褥瘡を発症した患者は、その傷を治療するために患部をある程度湿らせた状態にしておく必要があります。
これを「湿潤環境」といいますが、どうして湿らせた環境をあえてつくらなければならないのか、それによってどんな効果が期待できるのか。意味と役割を知っておくことで、適切な処置に役立てられるかもしれません。
褥瘡の傷が治りやすくなる適切な湿潤状態について知っておきましょう。


○どうして褥瘡に湿潤環境が適しているか
上皮(真皮)組織が損傷すると、滲出液が傷口を覆います。傷の深さや大きさ、感染や炎症の程度によってこの滲出液量は変わります。

 
●褥瘡の治癒を早める効果
創部が湿った状態であれば、組織形成に欠かせない細胞を生きたまま保持することができる、というのが最大のメリットです。乾燥した箇所では細胞が枯渇して死んでしまいます。

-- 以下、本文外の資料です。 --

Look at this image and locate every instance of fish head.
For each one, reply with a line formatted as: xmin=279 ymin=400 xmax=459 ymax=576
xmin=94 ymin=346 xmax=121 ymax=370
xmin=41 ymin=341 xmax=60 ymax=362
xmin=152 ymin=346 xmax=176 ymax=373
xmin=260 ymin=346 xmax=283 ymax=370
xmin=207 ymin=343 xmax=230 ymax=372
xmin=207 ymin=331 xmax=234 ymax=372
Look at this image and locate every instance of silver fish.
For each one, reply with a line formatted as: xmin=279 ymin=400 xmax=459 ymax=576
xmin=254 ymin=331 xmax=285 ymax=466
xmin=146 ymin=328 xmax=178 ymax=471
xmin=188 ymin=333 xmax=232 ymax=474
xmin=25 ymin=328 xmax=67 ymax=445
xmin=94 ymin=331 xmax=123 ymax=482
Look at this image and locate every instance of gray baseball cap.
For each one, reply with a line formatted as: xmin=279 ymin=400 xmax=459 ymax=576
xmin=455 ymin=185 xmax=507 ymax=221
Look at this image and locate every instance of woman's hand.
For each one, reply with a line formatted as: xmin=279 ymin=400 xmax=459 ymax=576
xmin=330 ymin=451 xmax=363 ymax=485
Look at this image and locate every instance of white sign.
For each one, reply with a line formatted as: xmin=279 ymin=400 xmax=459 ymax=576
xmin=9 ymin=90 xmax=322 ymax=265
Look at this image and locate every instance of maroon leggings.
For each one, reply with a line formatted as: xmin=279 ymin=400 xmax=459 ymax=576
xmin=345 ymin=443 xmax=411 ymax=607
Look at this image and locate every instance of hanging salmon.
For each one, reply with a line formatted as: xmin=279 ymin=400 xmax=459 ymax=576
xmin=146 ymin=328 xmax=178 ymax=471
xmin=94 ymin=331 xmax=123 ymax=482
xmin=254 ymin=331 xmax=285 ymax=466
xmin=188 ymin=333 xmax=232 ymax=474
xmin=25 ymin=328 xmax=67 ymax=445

特に、上皮因子や治癒因子細胞は湿った環境を好みます。そして線維芽細胞という皮膚形成細胞や、内皮細胞の成長を助けることが、これまでの臨床結果でわかっています。

 
●壊死細胞を自力で融解
乾燥・感染して硬くなり黒色化した壊死細胞は、自浄作用で取り除くことは難しいでしょう。黒色化した壊死細胞は、更に褥瘡の傷に感染を広め、細胞を壊死させてしまいます。

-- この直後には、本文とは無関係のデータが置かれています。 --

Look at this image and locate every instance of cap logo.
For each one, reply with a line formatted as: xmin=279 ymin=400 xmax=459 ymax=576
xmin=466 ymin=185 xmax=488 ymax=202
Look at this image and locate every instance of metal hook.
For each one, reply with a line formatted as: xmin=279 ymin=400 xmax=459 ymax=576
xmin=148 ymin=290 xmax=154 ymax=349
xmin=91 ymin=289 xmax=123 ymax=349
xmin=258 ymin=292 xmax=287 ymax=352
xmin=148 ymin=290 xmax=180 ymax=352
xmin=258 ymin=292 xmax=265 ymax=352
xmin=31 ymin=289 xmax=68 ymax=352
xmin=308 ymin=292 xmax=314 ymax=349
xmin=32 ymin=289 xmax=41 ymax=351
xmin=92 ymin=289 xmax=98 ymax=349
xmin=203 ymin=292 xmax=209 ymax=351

壊死組織はきれいに取り除くのがベストです。湿潤環境の中では、壊死細胞が乾燥するのを防ぎ、自己溶解で壊死した部分を浮き上がらせる効果もあります。
外科的デブリードマンなどを実施せずに、融解の促進と傷口の洗浄をする役割としても湿潤環境は整えておくべきでしょう。

 
●褥瘡の痛みを湿潤で和らげる
乾燥して刺激が加わると、傷の表面だけではなく、深部にも鈍痛・疼痛が起こって、中に響く感覚が起こるでしょう。皮膚の損傷は、ちょっとした擦り傷でも響くような痛みを伴います。

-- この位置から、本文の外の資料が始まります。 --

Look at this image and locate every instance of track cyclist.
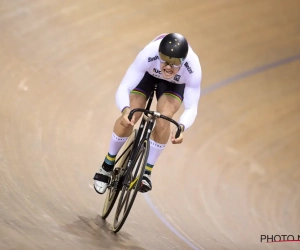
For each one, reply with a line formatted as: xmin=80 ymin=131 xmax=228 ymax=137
xmin=94 ymin=33 xmax=202 ymax=194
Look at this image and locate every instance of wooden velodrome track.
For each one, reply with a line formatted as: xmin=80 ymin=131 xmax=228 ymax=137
xmin=0 ymin=0 xmax=300 ymax=250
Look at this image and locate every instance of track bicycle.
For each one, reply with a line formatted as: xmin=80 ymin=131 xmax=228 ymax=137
xmin=102 ymin=85 xmax=181 ymax=233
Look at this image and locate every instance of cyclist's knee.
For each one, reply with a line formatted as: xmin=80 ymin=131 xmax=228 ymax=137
xmin=130 ymin=93 xmax=147 ymax=123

湿潤環境が保たれると、創面にあらわになった痛覚の刺激を少なくすることができます。過度の滲出液を吸収するドレッシング材を使用するときは、褥瘡の傷にドレッシング材が張りつかないように気をつけておかねばならないポイントです。
適度な湿潤のときは、ガーゼやドレッシング材に患者の患部(局所)が、張り付きにくく、交換時のストレスも起こりにくくなります。
同じ地域の人やヘルパー、支援員等と一緒に管理をしておくと、後にトラブルになりにくいです。
必要以上に潤いを外部から与える必要は、特にありません。過度な滲出液は、周辺の皮膚が浸軟してしまうため、効果を半減させてしまいます。定期的にドレッシング材を交換して、必要な検査を行いながら、必要十分に潤っている環境を整えていきたいですね。